Public housing estate in Tin Shui Wai, Hong Kong

Tin Shui Estate (天瑞邨) is a public housing estate in Tin Shui Wai, New Territories, Hong Kong, near Tin Shui Wai Hospital, Tin Shui Wai Park and Light Rail Tin Shui stop. It is the second public housing estate in Tin Shui Wai New Town. It is divided into Tin Shui (I) Estate (天瑞(一)邨) and Tin Shui (II) Estate (天瑞(二)邨), and consists of 12 residential buildings completed in 1993.

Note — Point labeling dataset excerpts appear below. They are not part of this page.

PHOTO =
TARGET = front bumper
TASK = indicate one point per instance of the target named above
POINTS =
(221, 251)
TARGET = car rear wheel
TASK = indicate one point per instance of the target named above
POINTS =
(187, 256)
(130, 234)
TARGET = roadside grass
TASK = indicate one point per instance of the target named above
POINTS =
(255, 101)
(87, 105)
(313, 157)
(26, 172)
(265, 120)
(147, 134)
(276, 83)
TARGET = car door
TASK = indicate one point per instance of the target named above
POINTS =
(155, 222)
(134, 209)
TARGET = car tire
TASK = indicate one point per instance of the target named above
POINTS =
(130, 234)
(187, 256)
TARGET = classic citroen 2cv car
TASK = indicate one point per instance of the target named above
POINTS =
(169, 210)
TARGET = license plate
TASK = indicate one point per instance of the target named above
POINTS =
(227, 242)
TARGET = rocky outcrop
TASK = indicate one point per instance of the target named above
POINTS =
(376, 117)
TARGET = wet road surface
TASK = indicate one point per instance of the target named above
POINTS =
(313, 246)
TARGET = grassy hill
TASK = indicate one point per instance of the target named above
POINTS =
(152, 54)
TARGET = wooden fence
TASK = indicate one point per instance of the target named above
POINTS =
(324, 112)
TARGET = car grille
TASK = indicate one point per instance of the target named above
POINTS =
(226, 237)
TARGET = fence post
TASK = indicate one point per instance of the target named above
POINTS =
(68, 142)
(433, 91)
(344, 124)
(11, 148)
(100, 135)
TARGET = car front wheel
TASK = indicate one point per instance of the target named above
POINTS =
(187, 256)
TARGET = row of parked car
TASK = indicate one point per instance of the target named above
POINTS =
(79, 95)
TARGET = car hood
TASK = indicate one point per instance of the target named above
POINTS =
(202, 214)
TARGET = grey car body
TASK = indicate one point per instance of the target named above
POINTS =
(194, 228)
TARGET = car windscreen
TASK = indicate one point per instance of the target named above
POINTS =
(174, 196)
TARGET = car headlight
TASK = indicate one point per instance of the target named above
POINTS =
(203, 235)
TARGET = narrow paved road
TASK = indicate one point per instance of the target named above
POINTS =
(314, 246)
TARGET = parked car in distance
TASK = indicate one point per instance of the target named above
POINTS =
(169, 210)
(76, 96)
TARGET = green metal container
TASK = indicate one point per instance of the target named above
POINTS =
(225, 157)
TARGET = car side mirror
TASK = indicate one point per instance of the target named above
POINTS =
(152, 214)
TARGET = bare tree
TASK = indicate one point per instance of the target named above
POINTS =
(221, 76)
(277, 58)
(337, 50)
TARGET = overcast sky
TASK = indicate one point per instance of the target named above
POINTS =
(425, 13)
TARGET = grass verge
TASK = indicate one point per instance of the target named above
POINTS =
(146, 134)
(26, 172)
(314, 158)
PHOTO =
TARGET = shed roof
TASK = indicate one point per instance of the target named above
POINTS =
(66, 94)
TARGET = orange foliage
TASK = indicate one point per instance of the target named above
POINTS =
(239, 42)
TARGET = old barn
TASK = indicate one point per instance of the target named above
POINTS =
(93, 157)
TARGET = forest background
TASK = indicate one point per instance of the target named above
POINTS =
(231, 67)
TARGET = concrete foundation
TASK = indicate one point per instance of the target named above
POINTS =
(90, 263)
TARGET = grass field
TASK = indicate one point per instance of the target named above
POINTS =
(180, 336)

Tin Oi Court (天愛苑) is a Home Ownership Scheme court in Tin Shui Wai, near Tin Shui Estate. It consists of two blocks built since 28 October 1993.

==Houses==
===Tin Shui (I) Estate===

| Name | Chinese name | Building type | Completed |
| Shui Lung House | 瑞龍樓 | Harmony 1 | 1993 |
| Shui Sum House | 瑞心樓 |
| Shui Chuen House | 瑞泉樓 |
| Shui Yee House | 瑞意樓 |
| Shui Sing House | 瑞勝樓 |
| Shui Kwok House | 瑞國樓 | Harmony 2 |
| Shui Choi House | 瑞財樓 |

===Tin Shui (II) Estate===

| Name | Chinese name | Building type | Completed |
| Shui Fai House | 瑞輝樓 | Harmony 2 |
| Shui Fung House | 瑞豐樓 |
| Shui Moon House | 瑞满樓 | Harmony 1 | 1993 |
| Shui Lam House | 瑞林樓 |
| Shui Yip House | 瑞業樓 |

===Tin Oi Court===

| Name | Chinese name | Building type | Completed |
| Oi Chiu House | 愛潮閣 | Harmony 1 | 1993 |
| Oi Tao House | 愛濤閣 |

==Demographics==
According to the 2016 by-census, Tin Shui Estate had a population of 23,878 while Tin Oi Court had a population of 3,724. Altogether the population amounts to 27,602.

==Politics==
For the 2019 District Council election, the estate fell within two constituencies. Most of the estate and Tin Oi Court is located in the Shui Oi constituency, which was formerly represented by Sandy Lai Po-wa until October 2021, while the remainder of the estate falls within the Shui Wah constituency, which was formerly represented by Lam Chun until July 2021.